[SOLVED] 代写 Bayesian 1. Consider again a shifted exponential distribution but with 0 unknown.

1. Consider again a shifted exponential distribution but with 0 unknown.
fx1ex 1x
Suppose we observe n observations from this distribution.2pt
a. Derive the MLEs for bothand .2pt
b. Show that the MLEs are jointly sufficient.

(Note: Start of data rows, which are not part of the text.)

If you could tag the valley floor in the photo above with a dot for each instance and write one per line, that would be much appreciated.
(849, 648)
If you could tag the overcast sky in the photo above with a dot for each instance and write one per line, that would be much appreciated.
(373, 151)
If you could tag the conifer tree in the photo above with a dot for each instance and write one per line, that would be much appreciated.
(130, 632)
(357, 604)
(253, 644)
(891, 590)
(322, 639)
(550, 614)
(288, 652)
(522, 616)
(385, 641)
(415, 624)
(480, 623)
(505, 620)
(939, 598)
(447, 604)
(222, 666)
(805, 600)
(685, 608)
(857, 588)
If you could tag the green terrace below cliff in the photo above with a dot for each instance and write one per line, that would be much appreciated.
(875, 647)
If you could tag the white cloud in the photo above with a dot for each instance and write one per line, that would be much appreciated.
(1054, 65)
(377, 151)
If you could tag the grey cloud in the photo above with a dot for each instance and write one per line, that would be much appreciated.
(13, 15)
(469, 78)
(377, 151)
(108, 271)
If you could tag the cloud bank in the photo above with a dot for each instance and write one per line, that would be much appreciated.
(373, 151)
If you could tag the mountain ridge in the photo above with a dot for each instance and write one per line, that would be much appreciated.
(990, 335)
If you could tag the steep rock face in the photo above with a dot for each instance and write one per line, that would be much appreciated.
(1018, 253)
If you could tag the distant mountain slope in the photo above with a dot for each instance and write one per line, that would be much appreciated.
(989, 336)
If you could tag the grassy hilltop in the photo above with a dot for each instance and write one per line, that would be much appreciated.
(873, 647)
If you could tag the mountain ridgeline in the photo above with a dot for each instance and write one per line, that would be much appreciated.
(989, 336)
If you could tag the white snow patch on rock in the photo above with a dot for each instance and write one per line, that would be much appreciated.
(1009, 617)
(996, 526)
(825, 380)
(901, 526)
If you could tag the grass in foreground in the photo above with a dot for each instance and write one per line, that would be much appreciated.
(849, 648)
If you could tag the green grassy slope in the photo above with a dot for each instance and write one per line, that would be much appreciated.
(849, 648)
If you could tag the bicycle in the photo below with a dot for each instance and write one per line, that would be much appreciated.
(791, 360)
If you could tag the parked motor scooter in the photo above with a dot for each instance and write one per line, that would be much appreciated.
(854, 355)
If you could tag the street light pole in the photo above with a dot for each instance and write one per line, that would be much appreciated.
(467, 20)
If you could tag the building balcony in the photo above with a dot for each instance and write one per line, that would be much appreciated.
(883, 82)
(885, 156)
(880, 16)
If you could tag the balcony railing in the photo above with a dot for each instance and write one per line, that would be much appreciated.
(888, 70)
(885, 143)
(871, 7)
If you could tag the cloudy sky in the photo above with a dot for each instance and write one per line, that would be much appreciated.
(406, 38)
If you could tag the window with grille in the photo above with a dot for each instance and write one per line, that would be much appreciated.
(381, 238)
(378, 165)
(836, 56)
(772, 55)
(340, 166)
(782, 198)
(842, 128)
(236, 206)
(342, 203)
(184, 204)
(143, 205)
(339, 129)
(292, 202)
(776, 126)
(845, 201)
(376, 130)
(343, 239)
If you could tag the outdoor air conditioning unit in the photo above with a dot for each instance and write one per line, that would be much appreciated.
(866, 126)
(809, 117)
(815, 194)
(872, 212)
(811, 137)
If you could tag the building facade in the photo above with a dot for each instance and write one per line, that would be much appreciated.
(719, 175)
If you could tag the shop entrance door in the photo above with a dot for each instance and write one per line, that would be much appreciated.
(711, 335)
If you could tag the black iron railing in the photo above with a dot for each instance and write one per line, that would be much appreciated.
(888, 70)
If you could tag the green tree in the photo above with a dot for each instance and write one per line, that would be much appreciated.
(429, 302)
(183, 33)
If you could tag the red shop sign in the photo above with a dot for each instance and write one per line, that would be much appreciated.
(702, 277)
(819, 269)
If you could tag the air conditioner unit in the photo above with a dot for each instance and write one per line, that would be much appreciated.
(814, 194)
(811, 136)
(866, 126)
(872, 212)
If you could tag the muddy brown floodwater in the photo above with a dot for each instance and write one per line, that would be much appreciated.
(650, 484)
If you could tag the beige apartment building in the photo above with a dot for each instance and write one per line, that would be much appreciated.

c. Derive the expected values of the estimators. Are they unbiased?2pt
d. Give a onetoone function of the MLEs that are unbiased.15pt
2. Suppose that we have bivariate data x, y as we did in the linear model, but here Y is binary, either 0 or 1. We might think to model the probability p that Y1, but it is clear a linear model should not be used, as we have constraints on p that the linear model would not respect. Consider the model
log pi xi 1pi
where piP Yi1.2pt
a. Assuming independence of the Yi, we know they have a bernoullipi distribution. Write down the likelihood for .2pt
b. Compute the probability of a success if Xi0.2pt
c. Write down the first derivative of the loglikelihood, and realize that you wouldnt be able to solve it
something like NewtonRaphson would need to be used.15pt
3. I have a large jar of coins at home. One day I decide that I would like to know how much money the jar contains, so I begin to count it. I count up the total number of quarters 47, and decide that I have no interest in continuing this. Consider the hypothesis that:
i change is always given optimally, i.e. the fewest number of coins, so for 32 cents in change, one quarter, one nickel and two pennies is optimal rather than three dimes and 2 pennies
ii the change amount on any purchase is a discrete uniform distribution over the possibilities from .00 to .99
iii I always pay in cash only no change
a. Under this hypothesis, estimate the total amount of money in the jar.2pt
b. Construct a 95 percent confidence interval for the total number of transactions that produced this jar
of change, as well as a CI for the total amount of money in the jar.2pt c. I finally count the money, and it yields 58 pennies, 25 dimes and 10 nickels. Do a goodness of fit test for the model described above in iiii.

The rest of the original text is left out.